On 11/4/07, Ralf Wildenhues <[EMAIL PROTECTED]> wrote:
>
> Please learn about `subdir-objects', that helps. It's indexed in the
> manual.
Ok, that has actually helped in multiple ways. I am now using that
option, and it's good. That gets me past one hurdle. Now I am left
with the following:
First, if I do this:
crt64_SCRIPTS = libcrtdll.a
lib%.a: %.def
$(DLLTOOL) $(DLLOPTS) --dllname $*.dll --def=$(top_srcdir)/$*.def
Then libcrtdll.a and crtdll.dll are not put into their respective
subdirectories. I'm guessing I have to manually change the output
file location in the build command.
The more important issue is that though I can now easily have multiple
sources with the same name, I cannot so easily have multiple libraries
with the same name.

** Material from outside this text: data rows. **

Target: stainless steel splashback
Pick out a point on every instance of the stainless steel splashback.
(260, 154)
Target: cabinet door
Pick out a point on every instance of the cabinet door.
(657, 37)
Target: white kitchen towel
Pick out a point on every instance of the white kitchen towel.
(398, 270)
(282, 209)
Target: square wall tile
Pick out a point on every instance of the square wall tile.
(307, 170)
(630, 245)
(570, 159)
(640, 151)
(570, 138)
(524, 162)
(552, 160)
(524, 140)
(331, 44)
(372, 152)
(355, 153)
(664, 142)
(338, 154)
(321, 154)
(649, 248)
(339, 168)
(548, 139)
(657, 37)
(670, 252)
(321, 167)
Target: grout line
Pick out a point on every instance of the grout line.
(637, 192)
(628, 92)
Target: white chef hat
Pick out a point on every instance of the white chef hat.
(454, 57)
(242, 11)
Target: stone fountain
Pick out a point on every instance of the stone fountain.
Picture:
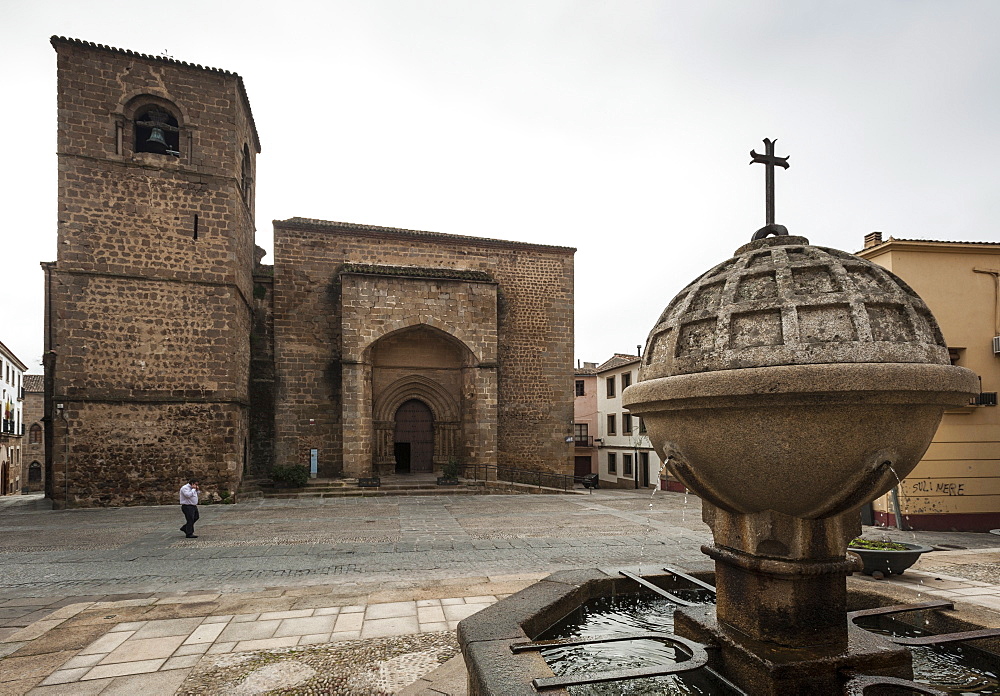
(787, 386)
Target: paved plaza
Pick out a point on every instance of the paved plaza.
(343, 595)
(264, 543)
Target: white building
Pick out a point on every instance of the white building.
(12, 425)
(625, 456)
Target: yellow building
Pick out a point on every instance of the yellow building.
(956, 486)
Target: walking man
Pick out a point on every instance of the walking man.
(189, 505)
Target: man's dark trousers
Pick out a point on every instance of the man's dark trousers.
(191, 515)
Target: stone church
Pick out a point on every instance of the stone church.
(171, 350)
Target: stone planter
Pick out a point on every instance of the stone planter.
(888, 562)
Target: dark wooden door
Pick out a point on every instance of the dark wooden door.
(415, 425)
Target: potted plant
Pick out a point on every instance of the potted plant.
(449, 473)
(882, 558)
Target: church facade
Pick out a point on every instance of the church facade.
(172, 351)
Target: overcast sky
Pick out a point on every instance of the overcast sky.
(620, 128)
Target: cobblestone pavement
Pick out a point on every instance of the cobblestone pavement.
(267, 543)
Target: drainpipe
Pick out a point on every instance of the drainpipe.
(62, 416)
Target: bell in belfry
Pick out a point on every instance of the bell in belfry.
(156, 142)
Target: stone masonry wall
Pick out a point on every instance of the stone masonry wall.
(262, 375)
(141, 453)
(534, 332)
(33, 410)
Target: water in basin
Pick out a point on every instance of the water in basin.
(627, 614)
(956, 669)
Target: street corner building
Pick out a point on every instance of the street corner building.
(172, 351)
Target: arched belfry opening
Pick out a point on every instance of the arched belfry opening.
(420, 400)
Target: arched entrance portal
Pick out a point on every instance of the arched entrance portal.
(414, 438)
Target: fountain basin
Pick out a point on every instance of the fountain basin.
(486, 637)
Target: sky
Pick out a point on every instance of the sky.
(620, 128)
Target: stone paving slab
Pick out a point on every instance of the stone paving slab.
(129, 654)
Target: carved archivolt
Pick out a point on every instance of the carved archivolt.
(443, 406)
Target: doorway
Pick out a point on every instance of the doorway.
(415, 429)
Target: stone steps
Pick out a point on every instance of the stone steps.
(373, 492)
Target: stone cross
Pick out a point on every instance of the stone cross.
(770, 161)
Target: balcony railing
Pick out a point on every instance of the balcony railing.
(8, 426)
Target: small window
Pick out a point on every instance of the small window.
(955, 355)
(156, 131)
(246, 176)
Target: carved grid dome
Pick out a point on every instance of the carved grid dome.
(780, 301)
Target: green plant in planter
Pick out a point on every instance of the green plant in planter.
(860, 543)
(884, 558)
(294, 476)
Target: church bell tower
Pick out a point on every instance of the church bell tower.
(149, 302)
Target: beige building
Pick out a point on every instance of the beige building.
(957, 484)
(12, 424)
(33, 447)
(585, 419)
(626, 458)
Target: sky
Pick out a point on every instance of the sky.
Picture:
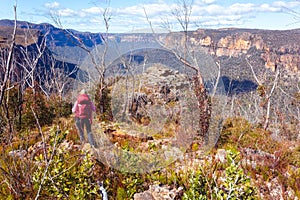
(129, 16)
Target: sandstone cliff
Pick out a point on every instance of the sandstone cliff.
(275, 47)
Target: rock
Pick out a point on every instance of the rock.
(18, 154)
(221, 155)
(157, 192)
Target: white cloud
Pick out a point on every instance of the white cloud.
(67, 12)
(205, 12)
(52, 5)
(201, 2)
(93, 10)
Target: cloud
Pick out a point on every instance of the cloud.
(67, 12)
(204, 12)
(93, 10)
(52, 5)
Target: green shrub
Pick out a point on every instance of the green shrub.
(35, 104)
(220, 181)
(63, 174)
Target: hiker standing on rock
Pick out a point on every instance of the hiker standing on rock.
(83, 109)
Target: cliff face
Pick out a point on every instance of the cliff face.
(275, 47)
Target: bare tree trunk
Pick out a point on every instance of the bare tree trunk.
(9, 66)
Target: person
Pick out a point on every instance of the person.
(83, 109)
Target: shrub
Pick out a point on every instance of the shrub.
(35, 104)
(65, 175)
(218, 181)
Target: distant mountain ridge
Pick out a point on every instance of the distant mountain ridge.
(265, 49)
(56, 36)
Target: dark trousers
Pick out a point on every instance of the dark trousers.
(82, 124)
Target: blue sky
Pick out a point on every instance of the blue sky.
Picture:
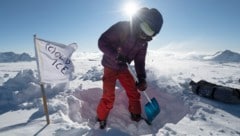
(189, 25)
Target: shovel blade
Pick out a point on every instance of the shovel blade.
(152, 109)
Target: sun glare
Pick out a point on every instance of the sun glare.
(130, 8)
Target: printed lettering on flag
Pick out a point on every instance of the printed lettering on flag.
(54, 61)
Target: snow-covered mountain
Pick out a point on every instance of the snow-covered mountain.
(13, 57)
(224, 56)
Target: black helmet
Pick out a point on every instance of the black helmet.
(149, 20)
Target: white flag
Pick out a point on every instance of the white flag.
(54, 61)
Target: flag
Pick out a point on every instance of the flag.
(54, 61)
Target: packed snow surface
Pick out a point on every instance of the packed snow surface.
(72, 106)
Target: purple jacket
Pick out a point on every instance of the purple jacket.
(120, 38)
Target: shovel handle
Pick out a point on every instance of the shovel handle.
(136, 80)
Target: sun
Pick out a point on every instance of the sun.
(130, 8)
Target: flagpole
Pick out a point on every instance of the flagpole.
(41, 84)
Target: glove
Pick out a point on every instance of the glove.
(142, 84)
(122, 59)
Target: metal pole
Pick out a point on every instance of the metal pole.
(45, 103)
(41, 84)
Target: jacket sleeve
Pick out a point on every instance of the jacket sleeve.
(139, 62)
(109, 41)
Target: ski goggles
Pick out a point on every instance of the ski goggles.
(146, 33)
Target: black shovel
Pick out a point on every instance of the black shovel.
(152, 108)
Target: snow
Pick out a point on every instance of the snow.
(72, 106)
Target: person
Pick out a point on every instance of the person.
(122, 43)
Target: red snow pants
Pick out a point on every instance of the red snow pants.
(109, 82)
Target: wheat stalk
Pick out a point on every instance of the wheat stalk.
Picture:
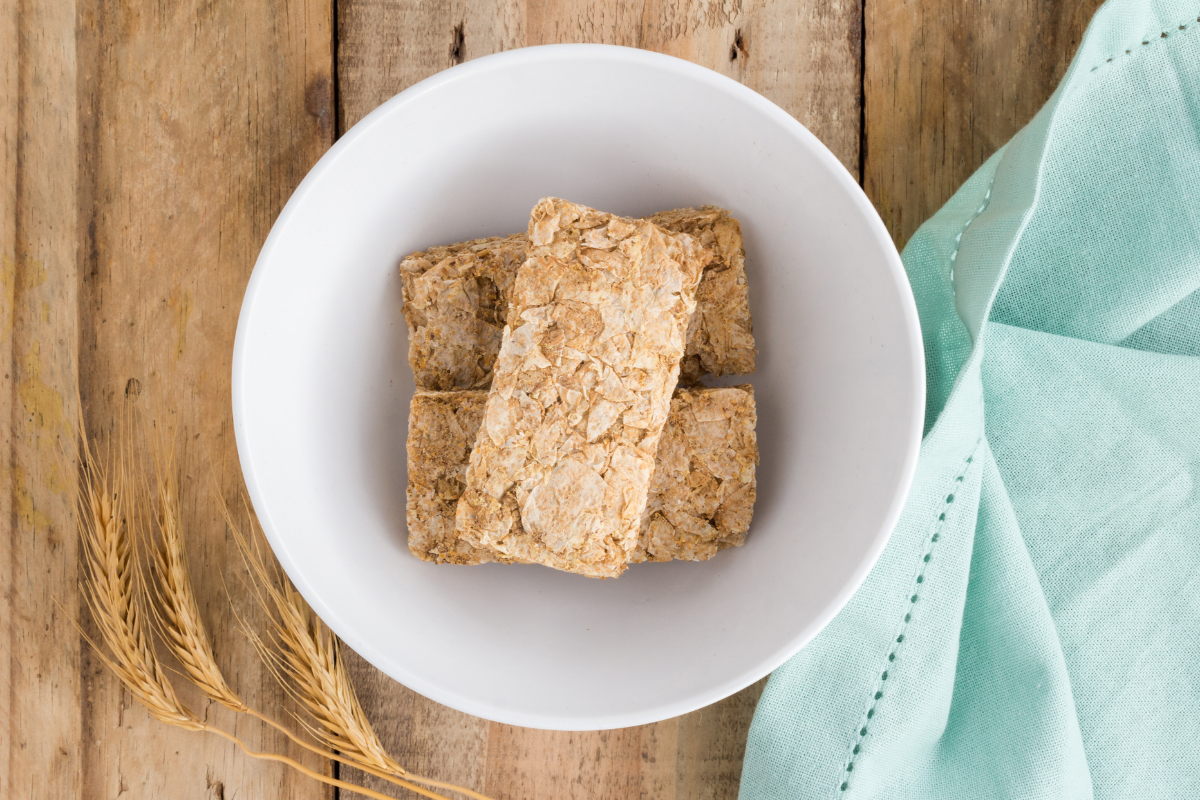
(307, 661)
(115, 595)
(187, 637)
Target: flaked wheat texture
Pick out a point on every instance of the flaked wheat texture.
(701, 497)
(705, 481)
(456, 301)
(581, 390)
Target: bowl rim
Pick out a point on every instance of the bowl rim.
(567, 720)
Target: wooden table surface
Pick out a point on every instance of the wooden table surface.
(148, 148)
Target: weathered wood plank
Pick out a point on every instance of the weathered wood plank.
(805, 56)
(190, 151)
(147, 151)
(41, 728)
(947, 84)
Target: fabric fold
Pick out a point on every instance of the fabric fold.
(1032, 629)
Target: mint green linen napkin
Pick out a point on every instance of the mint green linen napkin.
(1032, 629)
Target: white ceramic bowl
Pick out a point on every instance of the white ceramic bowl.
(321, 384)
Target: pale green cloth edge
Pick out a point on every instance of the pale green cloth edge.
(1053, 534)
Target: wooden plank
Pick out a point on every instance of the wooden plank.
(190, 152)
(10, 122)
(947, 84)
(41, 729)
(138, 181)
(805, 56)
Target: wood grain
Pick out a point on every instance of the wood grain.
(948, 83)
(802, 54)
(148, 148)
(187, 155)
(41, 728)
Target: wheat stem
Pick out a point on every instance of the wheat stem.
(323, 779)
(351, 762)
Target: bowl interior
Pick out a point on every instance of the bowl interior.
(322, 385)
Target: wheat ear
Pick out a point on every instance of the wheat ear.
(309, 663)
(186, 636)
(114, 593)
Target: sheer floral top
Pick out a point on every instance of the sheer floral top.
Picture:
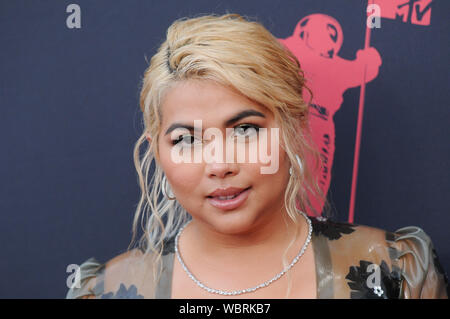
(347, 257)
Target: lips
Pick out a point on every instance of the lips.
(228, 199)
(227, 192)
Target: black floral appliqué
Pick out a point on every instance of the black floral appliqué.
(440, 269)
(389, 282)
(330, 229)
(124, 293)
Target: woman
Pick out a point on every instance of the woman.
(216, 226)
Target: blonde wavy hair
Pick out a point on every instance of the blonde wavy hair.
(234, 51)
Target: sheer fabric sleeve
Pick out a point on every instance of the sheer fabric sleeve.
(423, 276)
(88, 281)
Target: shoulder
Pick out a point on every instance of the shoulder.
(406, 260)
(123, 276)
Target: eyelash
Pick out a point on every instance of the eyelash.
(181, 137)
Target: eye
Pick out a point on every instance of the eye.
(185, 140)
(246, 130)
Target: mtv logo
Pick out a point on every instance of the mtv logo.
(412, 11)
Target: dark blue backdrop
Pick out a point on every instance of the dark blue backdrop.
(69, 118)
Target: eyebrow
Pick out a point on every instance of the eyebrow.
(229, 122)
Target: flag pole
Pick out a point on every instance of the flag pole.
(351, 213)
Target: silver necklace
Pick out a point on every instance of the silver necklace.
(242, 291)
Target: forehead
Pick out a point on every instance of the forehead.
(204, 100)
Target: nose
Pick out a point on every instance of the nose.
(221, 170)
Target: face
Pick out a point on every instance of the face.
(237, 119)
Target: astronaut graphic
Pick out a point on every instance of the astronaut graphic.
(316, 42)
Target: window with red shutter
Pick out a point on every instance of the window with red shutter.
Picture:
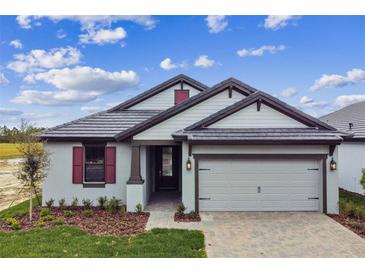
(181, 96)
(77, 165)
(110, 159)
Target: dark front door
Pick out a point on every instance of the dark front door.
(167, 167)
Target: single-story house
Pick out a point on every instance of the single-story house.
(350, 119)
(229, 147)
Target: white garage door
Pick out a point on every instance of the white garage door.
(259, 185)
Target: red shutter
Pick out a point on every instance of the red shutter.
(110, 158)
(77, 165)
(181, 96)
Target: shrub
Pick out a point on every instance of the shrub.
(47, 218)
(75, 202)
(138, 208)
(58, 221)
(87, 203)
(113, 204)
(180, 208)
(87, 213)
(102, 201)
(49, 203)
(61, 202)
(40, 223)
(44, 212)
(68, 213)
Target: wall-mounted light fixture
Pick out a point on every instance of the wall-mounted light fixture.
(333, 164)
(188, 164)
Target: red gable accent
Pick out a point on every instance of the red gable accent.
(77, 165)
(181, 96)
(110, 159)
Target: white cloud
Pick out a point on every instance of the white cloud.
(3, 80)
(39, 59)
(167, 64)
(61, 34)
(79, 84)
(89, 21)
(16, 44)
(92, 109)
(10, 112)
(103, 36)
(216, 23)
(204, 62)
(260, 51)
(288, 92)
(276, 22)
(334, 80)
(345, 100)
(305, 100)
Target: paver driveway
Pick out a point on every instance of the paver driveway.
(269, 234)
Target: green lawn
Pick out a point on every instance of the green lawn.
(71, 242)
(9, 151)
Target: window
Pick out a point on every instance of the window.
(94, 163)
(181, 96)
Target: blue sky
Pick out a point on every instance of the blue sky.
(54, 69)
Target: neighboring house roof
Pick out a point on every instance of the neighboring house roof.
(230, 83)
(260, 97)
(159, 88)
(102, 125)
(260, 136)
(341, 119)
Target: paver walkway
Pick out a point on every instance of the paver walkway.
(267, 234)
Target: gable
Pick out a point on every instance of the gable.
(163, 130)
(164, 99)
(250, 117)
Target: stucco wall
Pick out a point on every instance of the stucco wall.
(58, 183)
(188, 177)
(350, 165)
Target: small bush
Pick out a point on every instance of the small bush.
(68, 213)
(88, 213)
(138, 208)
(47, 218)
(75, 202)
(102, 202)
(40, 223)
(180, 208)
(87, 203)
(44, 212)
(58, 221)
(49, 203)
(113, 204)
(61, 203)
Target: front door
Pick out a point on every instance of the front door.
(167, 167)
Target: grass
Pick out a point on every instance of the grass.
(19, 209)
(9, 151)
(72, 242)
(352, 204)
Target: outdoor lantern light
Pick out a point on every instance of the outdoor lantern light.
(333, 164)
(188, 164)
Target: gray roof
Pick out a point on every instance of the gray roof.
(100, 125)
(260, 134)
(354, 114)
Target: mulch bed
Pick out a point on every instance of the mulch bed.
(354, 224)
(178, 217)
(101, 223)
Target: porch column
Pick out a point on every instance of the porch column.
(136, 177)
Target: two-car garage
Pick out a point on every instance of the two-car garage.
(275, 183)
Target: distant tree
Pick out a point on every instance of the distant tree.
(33, 169)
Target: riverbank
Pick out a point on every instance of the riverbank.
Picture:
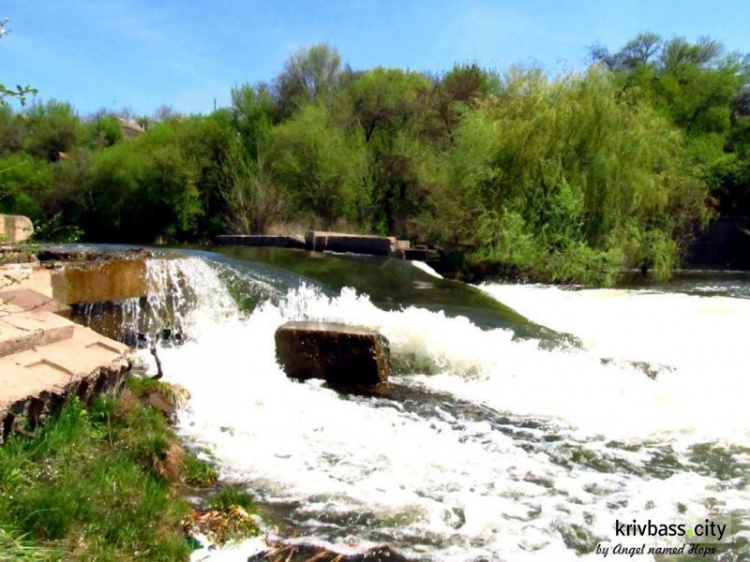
(113, 481)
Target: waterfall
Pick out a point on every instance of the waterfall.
(492, 447)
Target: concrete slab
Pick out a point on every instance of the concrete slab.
(20, 331)
(15, 228)
(262, 240)
(323, 241)
(29, 300)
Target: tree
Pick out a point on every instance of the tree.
(309, 75)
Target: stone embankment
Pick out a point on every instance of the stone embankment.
(44, 357)
(15, 229)
(323, 241)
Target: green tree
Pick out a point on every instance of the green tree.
(310, 75)
(320, 168)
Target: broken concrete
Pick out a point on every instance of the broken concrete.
(15, 229)
(342, 355)
(322, 241)
(45, 359)
(294, 241)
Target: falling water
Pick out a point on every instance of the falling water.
(489, 447)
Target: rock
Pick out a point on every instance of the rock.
(15, 229)
(342, 355)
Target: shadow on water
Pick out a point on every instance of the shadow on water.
(391, 285)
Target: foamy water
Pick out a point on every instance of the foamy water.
(501, 450)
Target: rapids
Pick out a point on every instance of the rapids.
(491, 444)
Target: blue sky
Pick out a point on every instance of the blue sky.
(185, 53)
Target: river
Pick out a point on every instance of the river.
(522, 421)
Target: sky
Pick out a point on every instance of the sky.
(188, 54)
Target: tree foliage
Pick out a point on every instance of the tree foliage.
(572, 178)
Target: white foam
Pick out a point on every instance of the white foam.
(464, 485)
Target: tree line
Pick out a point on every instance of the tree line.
(570, 179)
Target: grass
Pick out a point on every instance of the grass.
(103, 483)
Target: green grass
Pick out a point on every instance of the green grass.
(98, 484)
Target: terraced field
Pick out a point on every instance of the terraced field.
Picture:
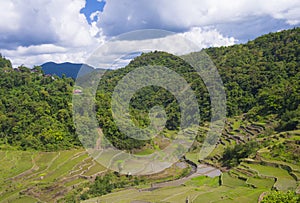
(199, 189)
(43, 176)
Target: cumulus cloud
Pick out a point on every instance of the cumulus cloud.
(36, 31)
(177, 15)
(32, 31)
(119, 51)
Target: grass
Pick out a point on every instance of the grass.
(145, 152)
(54, 167)
(203, 181)
(231, 182)
(284, 180)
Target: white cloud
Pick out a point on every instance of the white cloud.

Consider this:
lib32dir=$(prefix)/lib32
lib64dir=$(prefix)/lib64
lib32_LIBRARIES = libuuid.a
libuuid_a_SOURCES = lib32/uuid.c
lib64_LIBRARIES = libuuid.a
libuuid_a_SOURCES = lib64/uuid.c
The result is that a 'make all' builds libuuid.a once using the lib32
source. The second _SOURCES variable isn't even set at all -- it's
actually ignored, and the lib64/uuid.c file is nowhere in the
resulting makefile. When I do a 'make install', however, the 32-bit
version of the file libuuid.a is installed into both /lib32 and
/lib64.
So....................... any more ideas? Is there a way to build
the 32-bit libuuid.a file in one directory and the 64-bit version in
another? I am now using the subdir-objects option, but AFAICS, that
only applies to the intermediate objects -- in this case, uuid.o. Is
there a way to make that apply to the library itself?